The Schimmel's 2015–2016 season comes to a close with two nights celebrating the 40th anniversary of Battery Dance and another two featuring unique performances by DakhaBrakha.

Battery Dance 40th Anniversary
Wednesday, May 11 | 2:00 p.m. and 7:00 p.m.
Thursday, May 12 | 7:00 p.m.

Battery Dance, New York City’s cultural ambassador to the world, celebrates its 40th anniversary with performances highlighting the depth of its international experience and the artistry of its dancers, enriched by guest choreographers and dancers from India, Slovenia, and South Africa.
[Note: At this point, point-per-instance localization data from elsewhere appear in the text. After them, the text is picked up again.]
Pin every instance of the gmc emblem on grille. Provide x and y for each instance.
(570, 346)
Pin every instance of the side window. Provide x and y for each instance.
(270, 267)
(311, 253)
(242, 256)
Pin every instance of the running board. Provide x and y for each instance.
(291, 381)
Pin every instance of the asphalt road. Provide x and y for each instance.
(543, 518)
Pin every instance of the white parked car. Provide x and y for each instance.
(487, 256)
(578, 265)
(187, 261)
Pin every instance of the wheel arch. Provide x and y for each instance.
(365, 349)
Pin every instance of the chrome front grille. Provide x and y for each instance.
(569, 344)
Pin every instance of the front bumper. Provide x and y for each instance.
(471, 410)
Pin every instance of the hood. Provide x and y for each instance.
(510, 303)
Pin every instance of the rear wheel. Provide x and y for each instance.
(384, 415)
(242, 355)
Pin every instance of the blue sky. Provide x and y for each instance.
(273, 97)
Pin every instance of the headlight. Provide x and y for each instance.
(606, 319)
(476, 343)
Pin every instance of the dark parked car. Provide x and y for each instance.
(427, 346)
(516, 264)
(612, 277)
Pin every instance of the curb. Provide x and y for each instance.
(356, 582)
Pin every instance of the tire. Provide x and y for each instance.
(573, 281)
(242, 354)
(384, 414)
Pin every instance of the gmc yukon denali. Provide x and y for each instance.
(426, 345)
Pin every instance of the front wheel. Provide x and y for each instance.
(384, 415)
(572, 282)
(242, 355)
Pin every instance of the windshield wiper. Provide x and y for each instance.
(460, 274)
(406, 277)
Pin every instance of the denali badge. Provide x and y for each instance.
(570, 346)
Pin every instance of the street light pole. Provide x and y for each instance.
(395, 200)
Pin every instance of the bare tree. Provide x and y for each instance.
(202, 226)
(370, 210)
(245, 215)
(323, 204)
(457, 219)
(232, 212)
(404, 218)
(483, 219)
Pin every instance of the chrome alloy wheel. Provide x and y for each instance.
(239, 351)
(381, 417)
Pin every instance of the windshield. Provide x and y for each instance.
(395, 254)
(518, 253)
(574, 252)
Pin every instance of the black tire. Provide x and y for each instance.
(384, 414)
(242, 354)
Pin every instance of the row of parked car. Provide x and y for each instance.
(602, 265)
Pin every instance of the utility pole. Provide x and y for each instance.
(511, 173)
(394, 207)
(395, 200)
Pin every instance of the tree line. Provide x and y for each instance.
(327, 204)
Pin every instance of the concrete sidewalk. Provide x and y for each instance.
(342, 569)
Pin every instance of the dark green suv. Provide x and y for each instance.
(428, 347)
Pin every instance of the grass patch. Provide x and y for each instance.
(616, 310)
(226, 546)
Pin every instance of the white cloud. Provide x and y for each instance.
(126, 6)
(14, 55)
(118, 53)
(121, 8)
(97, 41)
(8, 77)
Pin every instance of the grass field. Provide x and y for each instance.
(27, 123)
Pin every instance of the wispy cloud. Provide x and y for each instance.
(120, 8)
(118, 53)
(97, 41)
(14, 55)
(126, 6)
The Durga Project, a world premiere directed by Jonathan Hollander, weaves together the movement vocabularies, sonorities, and aesthetics of the US and India. The concept of Durga, or Shakti, the power and energy and magnificence of womanhood, underlies and informs the piece. Inter/Ago by Tadej Brdnik, Observatory by Theo Ndindwa, and an invocation by Unnath H.R. complete the program.

With Love from Free Ukraine: Two Nights with DakhaBrakha
NPR Music called them "utter brilliance" and Rolling Stone said they're a "best kept secret." DakhaBrakha brings two unique performances to the Schimmel stage: one evening live in concert and the second featuring their original score to the classic, pre-Stalin silent film, Earth.

Friday, May 20 | 7:30 p.m.
This playful band from Kiev researches and then reshapes ancient and contemporary Ukrainian music and theater creating an unexpected range of sounds in concert that are at once riotous and mesmerizing. DakhaBrakha—which means give-take in old Ukrainian—melds soulful folk and ritual songs, with Balkan, African, Brazilian, experimental jazz, pop, and R&B, which is performed on vocals, accordion, bass drum, keyboard, mouth harp, and cello—creating hypnotic textures.

Live score to the silent film masterpiece Earth
Saturday, May 21 | 7:30 p.m.
This evening DakhaBrakha will perform their original score to a screening of the classic 1930 pre-Stalin silent film Earth (Zemliya) by Aleksandr Dovzhenko, considered to be one of the most important films and filmmakers of the Soviet era. The lyrical and poetic film depicts the lives of Ukrainian farmers with intense close-ups and impressive expanses of the landscape and is a passionate tribute to the land, nature, and to the people that work it.